ようやく、拘束が外れた。瞬間、外していた男の顎を蹴りあげ、距離をとったあと氷壁で押しやる。横からすぐに爆発音が聞こえた。
「ヒーローがヒーローに殺された?…お父さん達を殺した時点でヒーローでもなんでもないんだよ。そんな奴に囚われてるいつまでもいわれもないし、とうに乗り越えたっつの。今更そんなことで揺らぐような気持ちで、ヒーローなんか目指せるか」
「黙って聞いてりゃダラッダラよォ……!馬鹿は要約出来ねぇから話が長ぇ!要は嫌がらせしてえから仲間になってくださいだろ!?無駄だよ。俺はオールマイトが勝つ姿に憧れた。誰が何言って来ようがそこァもう曲がらねぇ」
動かない死柄木、静まり返ったこの場で聞こえてくるのはテレビの音だけ。箱の中では記者が消太さんに問い詰めてる。爆豪くんが悪に染まったらだの、どうのこうの…ほんと、敵連合も記者も、バカばっか。
そんなやつらの言葉なんかに惑わされるな、闘え。
《行動については私の不徳の致すところです。ただ、体育祭でのソレらは彼の理想の強さに起因しています。誰よりも”トップヒーロー”を追い求め、もがいている。あれを見て”隙”と捉えたのなら敵は浅はかであると私は考えております。》
消太さんをのせたいのか何なのかしらないけど、ほんと何も分かっちゃいない。
記者はぐっと、歯を噛み締めたと思ったら次にはニヤリとした顔で、私の名前を出してくる。
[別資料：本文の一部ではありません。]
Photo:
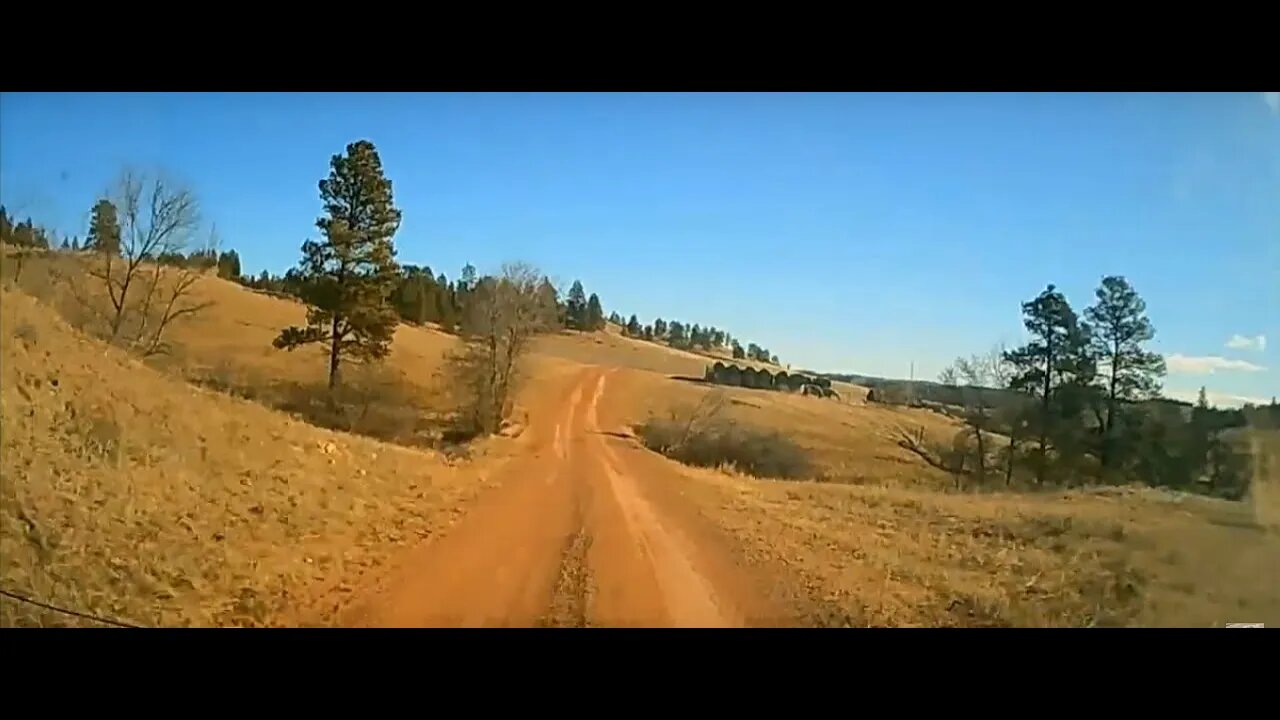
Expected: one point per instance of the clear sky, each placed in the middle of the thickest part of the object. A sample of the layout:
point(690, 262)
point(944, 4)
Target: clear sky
point(844, 232)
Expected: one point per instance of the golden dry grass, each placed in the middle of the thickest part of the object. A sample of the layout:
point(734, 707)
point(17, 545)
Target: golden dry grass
point(131, 493)
point(887, 542)
point(136, 496)
point(850, 442)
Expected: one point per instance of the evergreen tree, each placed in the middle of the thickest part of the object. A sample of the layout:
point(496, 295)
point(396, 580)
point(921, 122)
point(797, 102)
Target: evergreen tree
point(347, 277)
point(575, 308)
point(228, 265)
point(104, 228)
point(676, 333)
point(594, 314)
point(1047, 367)
point(549, 299)
point(1129, 373)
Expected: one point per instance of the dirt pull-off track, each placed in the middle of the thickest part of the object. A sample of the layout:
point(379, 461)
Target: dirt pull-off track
point(584, 529)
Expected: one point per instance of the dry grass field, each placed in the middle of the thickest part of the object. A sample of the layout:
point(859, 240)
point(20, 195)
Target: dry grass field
point(886, 542)
point(174, 492)
point(136, 496)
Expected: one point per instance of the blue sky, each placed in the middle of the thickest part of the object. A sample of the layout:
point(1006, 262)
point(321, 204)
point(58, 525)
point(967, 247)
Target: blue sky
point(844, 232)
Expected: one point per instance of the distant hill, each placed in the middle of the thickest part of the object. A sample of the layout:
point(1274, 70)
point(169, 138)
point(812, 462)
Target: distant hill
point(900, 390)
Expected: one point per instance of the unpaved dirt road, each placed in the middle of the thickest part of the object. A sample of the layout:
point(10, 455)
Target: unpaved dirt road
point(584, 529)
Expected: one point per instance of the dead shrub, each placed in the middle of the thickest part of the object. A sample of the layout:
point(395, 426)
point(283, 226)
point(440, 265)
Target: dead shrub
point(373, 400)
point(699, 436)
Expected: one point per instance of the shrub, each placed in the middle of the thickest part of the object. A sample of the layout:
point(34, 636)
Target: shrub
point(705, 441)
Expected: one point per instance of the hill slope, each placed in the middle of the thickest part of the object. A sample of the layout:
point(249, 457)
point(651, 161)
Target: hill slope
point(132, 495)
《では、翠蒼さんについてはどうでしょう?彼女は、幼い頃にプロヒーローである両親を殺されている事実があります。今はなんの縁か知りませんが、イレイザーヘッド、貴方が引き取ってるそうですが……もしも彼女がヒーローを目指したのは、その復讐をする為だったら?そこをつかれて、彼女もまた悪の道に染まる可能性はないとは言いきれないのでは?》
《ありえません。彼女の人のため、仲間のために迷いなく動ける強さはヒーロー以外の何物でもありません。また体育祭での姿勢、日頃からの姿勢をみていても彼女のヒーローになるという覚悟は、敵の言葉程度で揺らぐものではないと考えてます。育ての親である私としても、彼女の担任としても、断言します》
「ハッ…言ってくれるな雄英も先生も…」
「…ほんと、ずるいっつの」
「…てめぇ、口元緩み切ってんぞきめぇ」
「そりゃあ嬉しいからね!」
迷いなく、私の憧れだってそう言ってくれたんだから。
信じてくれてる。それなら、必ずここから帰って信じてくれたことに答えなきゃ。